Meet Passkeys: The Internet’s New Security System

By: James Flippin · June 06, 2023 · Reading Time: 3 minutes

FIDO Alliance Arrives

Gone are the days of using “password” as a password. Most of today’s internet passcodes require eight characters, three symbols, two capital letters, and a partridge in a pear tree. Also, be sure to choose something you’ll remember every time you pull up the webpage. (Even if you checked “Keep me logged in.”) And keep your phone handy for a two-factor authentication code anyway.

Is all that really necessary just to access your Starbucks (SBUX) rewards? It won’t be for long, if the FIDO Alliance has its way.

The FIDO Alliance is a coalition of some of the world’s biggest tech companies, including Apple (AAPL), Amazon (AMZN), Google (GOOGL), and Microsoft (MSFT). They came together a decade ago to find a viable and secure alternative to the traditional text-based password.

Now, FIDO thinks it might have found it: the “passkey.”

Passwords Passé?

The average person has almost 100 passwords. But the dominant mode of internet security isn’t actually all that secure.

Traditional passwords are notoriously easy to hack, no matter how strictly you follow the rules of making a strong password. According to Microsoft, there are 1,287 password attacks every second — or roughly 111 million attacks every day.

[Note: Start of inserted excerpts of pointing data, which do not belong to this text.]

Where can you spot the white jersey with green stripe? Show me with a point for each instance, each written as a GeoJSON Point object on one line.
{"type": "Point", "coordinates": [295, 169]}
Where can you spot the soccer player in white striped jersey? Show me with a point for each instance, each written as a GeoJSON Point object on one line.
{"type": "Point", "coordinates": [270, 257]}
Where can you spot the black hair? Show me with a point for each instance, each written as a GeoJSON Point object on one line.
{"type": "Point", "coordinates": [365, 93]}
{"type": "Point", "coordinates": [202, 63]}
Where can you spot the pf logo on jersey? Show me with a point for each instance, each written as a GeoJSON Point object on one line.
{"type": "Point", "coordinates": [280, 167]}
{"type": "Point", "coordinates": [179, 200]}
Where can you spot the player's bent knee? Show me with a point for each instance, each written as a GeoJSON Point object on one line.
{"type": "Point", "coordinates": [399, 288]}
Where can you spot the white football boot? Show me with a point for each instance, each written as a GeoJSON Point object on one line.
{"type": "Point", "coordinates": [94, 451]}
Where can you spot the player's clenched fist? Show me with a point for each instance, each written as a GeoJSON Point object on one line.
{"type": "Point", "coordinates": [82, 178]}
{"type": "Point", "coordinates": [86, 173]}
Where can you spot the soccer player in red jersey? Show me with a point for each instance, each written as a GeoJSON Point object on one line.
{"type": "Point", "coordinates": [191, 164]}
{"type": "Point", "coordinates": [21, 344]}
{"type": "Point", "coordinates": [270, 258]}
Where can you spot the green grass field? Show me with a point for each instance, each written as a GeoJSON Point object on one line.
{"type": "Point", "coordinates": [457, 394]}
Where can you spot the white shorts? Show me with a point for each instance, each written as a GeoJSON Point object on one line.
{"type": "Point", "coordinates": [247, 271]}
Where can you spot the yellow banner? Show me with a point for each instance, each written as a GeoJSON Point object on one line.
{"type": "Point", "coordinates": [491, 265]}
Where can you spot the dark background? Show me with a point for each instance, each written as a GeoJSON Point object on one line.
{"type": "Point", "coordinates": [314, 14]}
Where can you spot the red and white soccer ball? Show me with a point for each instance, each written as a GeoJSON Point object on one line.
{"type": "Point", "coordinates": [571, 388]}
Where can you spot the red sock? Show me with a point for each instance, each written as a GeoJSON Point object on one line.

The major tech companies of FIDO are in the process of building infrastructure that uses your biometric information to protect your online information, rather than a random string of words and numbers.

Introducing: “Passkeys”

Passkeys work by saving your biometric data, like your face or fingerprint, to your device. You’d then be able to use said date to securely log in on any website or app. Imagine using Apple’s Face or Touch ID to also log into your email, banking app, and favorite social media channel. That is what FIDO hopes to accomplish.

With passkeys, the burden of security would shift from people to tech companies, relieving users of the responsibility to create and manage increasingly complex passwords. You’d never have to worry about having a unique password for every single website you visit. But you’d also have to accept giving Apple, Amazon, and others direct access to your biometric data.

It all comes down to what you value more: convenience or your fingerprint.